ULLMANN: They make incredible movies now. You know, I saw Cate Blanchett last year. What an actress. Art, it’s made today. But so many other films are also reflection of this time. And I mean, everything that won Oscars this year, I didn’t even understand them all. It doesn't mean that there's something wrong with them or there's anything wrong with me.

I sometimes miss that there aren't more of the movies we used to call classical. That's about aging, too, maybe. What I’m most nervous for is that all these serials that are everywhere is removing us so far from what film really was. The art of the lighting, the art of the cinematographer, the art of the director — that kind of language. I like where I came from.

AP: How clearly do you remember meeting Bergman?

ULLMANN: Bibi Andersson, who was my best friend and we had done some movies together, I visited her in Sweden. We were walking on the street, and that’s where Ingmar came and spoke with her. He knew who I was because I had filmed a lot. He said, “Oh, well, I’d like you to be in one of my films.” And so maybe that’s why I also experienced everything (in film) more personally because it happened like that, Ingmar and me.

AP: He was immediately struck by you in that meeting, but what was your first impression of him?

ULLMANN: Oh, I was so impressed. I'm shy and then I was really shy. I never spoke. When he said he wanted me in one of his movies, I was shocked. Luckily, I didn't have any lines in the movie. It's strange he did that with me because I was 25. I was young. I see the movie as about him having reached middle age and wanting to stop life and go into himself. Then he picked me. I was him. And I think I was him in many of the movies. We were not alike each other but in certain ways we were. There is a reason he then used me continually until he died.

AP: How would you describe how deep your connection was?

ULLMANN: He said that. You and I are painfully connected. We lived together for five years but maybe the most wonderful connection was when we lived separately. We became more connected that way. I came to Fårö (the island he lived on) the night he died and he was already on his way.
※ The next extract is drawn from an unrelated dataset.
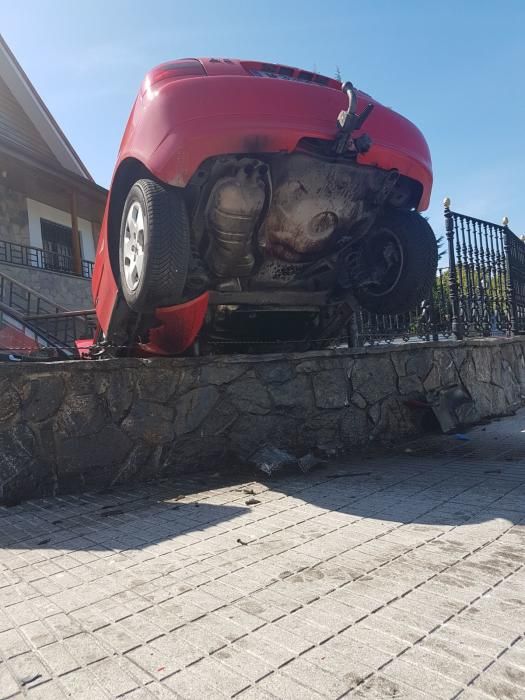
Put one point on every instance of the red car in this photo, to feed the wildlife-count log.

AP: Did you share any words on his death bed?

ULLMANN: He was already on his way. One thing I did say. The last film we did together was “Saraband." That's about a woman who comes to her husband many years after it's over. And he asks her, “Why did you come to me?” She says, “You called for me." When I was sitting there on the bed, I said, “If you're wondering why I'm here, you called for me.” He may have heard that, I don't know.
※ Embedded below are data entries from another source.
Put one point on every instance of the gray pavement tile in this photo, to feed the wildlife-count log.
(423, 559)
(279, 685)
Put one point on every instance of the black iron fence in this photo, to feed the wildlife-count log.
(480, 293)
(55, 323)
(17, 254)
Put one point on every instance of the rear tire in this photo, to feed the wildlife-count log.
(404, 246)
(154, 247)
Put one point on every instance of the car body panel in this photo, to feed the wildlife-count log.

AP: You've often been described as his “muse” but that doesn't seem the right word for your collaboration.

ULLMANN: I don't think I was a muse but you can say that. I did a lot of things that he wanted to do that he didn't do. I traveled. I went into the world. I became famous. The strange thing with all these actors who he loved dearly, he didn't like them to go. Bibi Andersson and Max von Sydow. But he thought it was fun with me. I don't know why. When I did “A Doll's House," he came to New York. He hated to travel. He enjoyed what I did. There was so much I got to do because I wasn't him, and maybe he would have loved to do. All his seriousness, of course that wasn't me.

AP: You consider yourself at heart a theater actor, but what was your relationship to the camera? In the documentary, Blanchett says you were "looking up at the world sort of with a face of unconditional love.”
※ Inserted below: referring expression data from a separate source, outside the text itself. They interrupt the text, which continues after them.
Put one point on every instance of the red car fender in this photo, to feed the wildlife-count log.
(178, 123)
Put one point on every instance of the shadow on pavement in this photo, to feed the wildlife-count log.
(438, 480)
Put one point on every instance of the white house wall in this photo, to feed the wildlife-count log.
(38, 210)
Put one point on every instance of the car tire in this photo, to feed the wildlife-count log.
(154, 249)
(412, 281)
ULLMANN: If you’re really close to somebody you love, when you look at each other, you know everything about each other. I see the camera that way. I don’t have to be shy. You are an actor from the inside. Your soul, your your heart can come out if you want to show the camera the real truth. It tells what is under there. It's nothing you can act or do Stanislavski about. It's not your brain. Your brain is not the actor. It's from here (points to heart). If you relax your body, the camera will take it.